With health departments at the state and local level, the United States need consistent data to identify trends, track benchmarks and implement solutions at national, state and local scales. The Behavioral Risk Factor Surveillance System (BRFSS) is a critical part of the standardization process. The BRFSS is implemented by all states, the District of Columbia, and three territories with oversight and assistance from the Centers for Disease Control and Prevention (CDC). These state-based telephone surveys collect information about individual risk behaviors and preventive health practices affecting the major causes of morbidity and mortality. To make the most of this data, however, the collection and evaluation needs to be standardized.

The Approach

To help public health departments collect—consistently--the high quality data they need to improve programs and services,  Abt adheres to all CDC BRFSS protocols. We frequently provide our clients with statistical support, including complex sampling designs, weighting, and small area estimation.
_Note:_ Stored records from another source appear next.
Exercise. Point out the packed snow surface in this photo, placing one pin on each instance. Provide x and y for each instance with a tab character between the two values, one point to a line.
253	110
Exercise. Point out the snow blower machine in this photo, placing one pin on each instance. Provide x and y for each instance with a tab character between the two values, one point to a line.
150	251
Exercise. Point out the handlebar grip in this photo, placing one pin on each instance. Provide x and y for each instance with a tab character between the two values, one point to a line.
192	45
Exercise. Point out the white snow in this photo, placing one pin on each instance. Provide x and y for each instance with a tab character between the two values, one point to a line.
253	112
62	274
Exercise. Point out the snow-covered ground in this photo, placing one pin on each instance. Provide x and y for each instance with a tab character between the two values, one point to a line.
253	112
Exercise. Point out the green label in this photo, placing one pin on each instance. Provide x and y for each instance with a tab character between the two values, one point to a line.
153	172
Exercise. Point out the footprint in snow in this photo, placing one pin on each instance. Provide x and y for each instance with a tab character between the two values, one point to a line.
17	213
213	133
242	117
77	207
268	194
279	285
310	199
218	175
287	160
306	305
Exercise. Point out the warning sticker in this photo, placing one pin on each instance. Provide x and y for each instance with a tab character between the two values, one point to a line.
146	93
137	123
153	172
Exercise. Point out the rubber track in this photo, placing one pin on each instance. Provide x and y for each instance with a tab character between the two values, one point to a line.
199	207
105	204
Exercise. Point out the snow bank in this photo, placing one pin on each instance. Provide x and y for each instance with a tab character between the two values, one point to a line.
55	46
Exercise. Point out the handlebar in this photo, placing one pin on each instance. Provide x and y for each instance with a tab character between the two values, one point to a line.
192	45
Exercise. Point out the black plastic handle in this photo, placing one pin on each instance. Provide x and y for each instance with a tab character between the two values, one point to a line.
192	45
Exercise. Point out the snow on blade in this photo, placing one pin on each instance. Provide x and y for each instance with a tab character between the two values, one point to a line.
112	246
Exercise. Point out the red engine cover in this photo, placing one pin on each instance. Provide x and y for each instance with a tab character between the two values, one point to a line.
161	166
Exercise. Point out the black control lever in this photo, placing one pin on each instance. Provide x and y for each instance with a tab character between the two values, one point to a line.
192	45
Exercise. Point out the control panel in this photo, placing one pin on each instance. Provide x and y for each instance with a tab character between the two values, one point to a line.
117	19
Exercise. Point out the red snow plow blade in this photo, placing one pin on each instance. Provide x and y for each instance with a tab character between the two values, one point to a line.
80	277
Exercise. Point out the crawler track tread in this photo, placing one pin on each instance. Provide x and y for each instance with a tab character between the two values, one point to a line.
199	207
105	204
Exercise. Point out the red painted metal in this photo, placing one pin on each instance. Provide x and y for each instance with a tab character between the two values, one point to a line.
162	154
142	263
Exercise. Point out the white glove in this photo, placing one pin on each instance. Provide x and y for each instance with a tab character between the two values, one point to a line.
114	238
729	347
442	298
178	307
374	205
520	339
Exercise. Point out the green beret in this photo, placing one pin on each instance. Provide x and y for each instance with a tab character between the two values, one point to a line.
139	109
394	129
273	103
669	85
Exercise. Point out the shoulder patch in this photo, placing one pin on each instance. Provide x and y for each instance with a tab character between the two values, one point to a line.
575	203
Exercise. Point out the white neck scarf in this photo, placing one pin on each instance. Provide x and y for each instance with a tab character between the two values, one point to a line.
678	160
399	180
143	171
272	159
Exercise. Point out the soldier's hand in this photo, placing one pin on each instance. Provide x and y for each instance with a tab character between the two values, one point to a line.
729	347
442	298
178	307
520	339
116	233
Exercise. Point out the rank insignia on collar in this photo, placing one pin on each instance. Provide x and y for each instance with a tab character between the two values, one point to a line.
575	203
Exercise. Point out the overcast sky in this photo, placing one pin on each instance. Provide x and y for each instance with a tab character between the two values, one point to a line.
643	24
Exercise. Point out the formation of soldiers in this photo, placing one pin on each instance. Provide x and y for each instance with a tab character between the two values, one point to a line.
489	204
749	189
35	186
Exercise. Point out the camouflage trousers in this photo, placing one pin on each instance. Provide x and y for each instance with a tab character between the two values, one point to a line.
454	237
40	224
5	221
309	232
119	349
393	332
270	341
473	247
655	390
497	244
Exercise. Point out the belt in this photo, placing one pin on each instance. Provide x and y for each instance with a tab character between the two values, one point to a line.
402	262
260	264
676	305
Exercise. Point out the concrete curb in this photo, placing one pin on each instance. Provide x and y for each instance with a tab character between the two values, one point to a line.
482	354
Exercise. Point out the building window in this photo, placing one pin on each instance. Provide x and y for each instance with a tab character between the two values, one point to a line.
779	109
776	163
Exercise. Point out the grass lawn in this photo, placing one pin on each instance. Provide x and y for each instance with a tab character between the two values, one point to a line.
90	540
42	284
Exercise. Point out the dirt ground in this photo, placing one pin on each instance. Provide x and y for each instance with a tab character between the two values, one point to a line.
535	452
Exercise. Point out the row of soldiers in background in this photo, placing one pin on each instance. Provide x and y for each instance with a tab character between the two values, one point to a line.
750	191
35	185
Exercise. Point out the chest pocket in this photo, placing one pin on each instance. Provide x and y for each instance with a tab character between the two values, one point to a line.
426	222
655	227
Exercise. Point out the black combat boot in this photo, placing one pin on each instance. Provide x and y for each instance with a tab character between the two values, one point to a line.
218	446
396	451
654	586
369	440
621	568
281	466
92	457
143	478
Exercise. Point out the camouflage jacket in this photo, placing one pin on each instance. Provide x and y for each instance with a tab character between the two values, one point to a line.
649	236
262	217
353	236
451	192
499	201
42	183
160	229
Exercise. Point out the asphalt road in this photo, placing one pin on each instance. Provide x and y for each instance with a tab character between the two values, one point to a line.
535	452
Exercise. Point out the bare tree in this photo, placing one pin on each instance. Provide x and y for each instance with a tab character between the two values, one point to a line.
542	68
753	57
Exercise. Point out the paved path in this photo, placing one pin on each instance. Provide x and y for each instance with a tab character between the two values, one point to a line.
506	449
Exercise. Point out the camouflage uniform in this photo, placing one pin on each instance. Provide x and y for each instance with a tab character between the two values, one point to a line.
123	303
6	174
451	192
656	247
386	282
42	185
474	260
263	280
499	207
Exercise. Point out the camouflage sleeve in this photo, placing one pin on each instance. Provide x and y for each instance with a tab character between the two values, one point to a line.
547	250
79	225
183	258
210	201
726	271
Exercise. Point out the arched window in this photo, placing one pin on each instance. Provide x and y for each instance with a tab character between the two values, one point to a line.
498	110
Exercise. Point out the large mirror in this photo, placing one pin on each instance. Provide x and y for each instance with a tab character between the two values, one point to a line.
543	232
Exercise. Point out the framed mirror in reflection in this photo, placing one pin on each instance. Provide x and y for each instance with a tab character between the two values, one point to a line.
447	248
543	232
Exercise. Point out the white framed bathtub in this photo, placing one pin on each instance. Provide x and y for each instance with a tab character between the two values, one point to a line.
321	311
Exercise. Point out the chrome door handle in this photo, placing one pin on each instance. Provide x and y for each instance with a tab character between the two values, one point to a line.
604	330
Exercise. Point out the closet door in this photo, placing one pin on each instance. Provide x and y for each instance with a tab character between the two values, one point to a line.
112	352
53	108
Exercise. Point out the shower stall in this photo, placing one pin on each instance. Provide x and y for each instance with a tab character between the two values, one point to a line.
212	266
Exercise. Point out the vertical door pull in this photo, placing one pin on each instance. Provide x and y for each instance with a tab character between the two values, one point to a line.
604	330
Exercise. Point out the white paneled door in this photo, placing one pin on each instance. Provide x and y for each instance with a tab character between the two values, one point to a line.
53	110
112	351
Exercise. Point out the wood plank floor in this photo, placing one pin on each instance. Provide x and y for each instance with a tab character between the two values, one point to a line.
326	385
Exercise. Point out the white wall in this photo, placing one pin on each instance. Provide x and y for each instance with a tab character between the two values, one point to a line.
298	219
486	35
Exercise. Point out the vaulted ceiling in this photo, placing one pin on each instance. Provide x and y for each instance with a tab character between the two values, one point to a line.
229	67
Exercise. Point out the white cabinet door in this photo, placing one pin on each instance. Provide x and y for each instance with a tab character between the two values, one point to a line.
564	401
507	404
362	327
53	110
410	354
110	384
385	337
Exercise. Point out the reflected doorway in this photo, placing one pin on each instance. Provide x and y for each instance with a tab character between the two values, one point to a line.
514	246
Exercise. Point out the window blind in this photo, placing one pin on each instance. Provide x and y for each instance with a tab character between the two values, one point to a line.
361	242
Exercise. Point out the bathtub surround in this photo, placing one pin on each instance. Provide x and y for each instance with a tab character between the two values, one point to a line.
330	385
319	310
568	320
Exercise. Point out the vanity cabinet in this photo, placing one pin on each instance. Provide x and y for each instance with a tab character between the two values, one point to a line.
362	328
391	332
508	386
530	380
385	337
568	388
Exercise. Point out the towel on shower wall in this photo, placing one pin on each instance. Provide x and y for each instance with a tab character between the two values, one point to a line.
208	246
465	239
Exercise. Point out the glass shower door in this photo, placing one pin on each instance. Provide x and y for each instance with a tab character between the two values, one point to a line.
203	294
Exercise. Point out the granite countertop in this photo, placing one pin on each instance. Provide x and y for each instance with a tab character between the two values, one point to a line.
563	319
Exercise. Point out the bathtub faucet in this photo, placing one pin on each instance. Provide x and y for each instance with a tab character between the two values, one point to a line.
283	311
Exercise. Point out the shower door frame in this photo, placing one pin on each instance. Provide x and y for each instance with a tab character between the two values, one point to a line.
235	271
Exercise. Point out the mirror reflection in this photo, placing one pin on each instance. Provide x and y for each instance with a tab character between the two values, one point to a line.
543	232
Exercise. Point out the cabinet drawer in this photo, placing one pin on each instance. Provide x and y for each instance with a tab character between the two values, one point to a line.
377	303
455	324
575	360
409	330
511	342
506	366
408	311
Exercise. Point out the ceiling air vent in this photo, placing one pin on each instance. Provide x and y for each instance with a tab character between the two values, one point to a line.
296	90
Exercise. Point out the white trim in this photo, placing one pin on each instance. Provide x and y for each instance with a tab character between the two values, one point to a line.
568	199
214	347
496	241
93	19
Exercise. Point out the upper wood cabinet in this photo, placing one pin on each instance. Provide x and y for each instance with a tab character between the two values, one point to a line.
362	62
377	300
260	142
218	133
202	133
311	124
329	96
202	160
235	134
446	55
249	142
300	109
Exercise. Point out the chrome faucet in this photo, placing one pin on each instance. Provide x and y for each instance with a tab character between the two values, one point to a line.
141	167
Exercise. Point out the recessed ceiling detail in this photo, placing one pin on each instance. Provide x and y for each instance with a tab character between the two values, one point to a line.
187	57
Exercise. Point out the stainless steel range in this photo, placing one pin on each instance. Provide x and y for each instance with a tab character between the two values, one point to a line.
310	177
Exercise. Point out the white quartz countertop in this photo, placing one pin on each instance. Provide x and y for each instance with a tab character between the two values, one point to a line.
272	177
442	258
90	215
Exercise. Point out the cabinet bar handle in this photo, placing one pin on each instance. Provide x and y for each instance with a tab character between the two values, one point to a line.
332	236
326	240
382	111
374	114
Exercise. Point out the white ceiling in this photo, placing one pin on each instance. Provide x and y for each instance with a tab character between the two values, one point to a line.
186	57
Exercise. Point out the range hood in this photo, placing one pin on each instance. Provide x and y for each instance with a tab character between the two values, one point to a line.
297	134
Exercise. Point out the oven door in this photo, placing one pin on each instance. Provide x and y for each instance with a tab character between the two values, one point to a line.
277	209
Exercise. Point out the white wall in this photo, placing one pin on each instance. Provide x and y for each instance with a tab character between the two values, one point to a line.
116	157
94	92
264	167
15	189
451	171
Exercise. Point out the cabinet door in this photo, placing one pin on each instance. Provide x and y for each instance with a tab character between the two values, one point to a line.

We assist with questionnaire development, create public use data files, write public use reports, build dashboards and web query tools, and conduct point-in-time surveys on various topics such as asthma, tobacco and child health.

The Results

Because BRFSS data are high quality, accurate and collected consistently in every state, researchers are able to identify trends to help adults nationwide. For example, data we’ve collected has been used to demonstrate that: 

  • Over half of rural adults with arthritis have an arthritis-attributable activity limitation;
  • Transgender adults are significantly more likely to be uninsured; and
  • Increasing physical activity and reducing smoking could provide adults with depression a higher life expectancy and quality-adjusted life expectancy.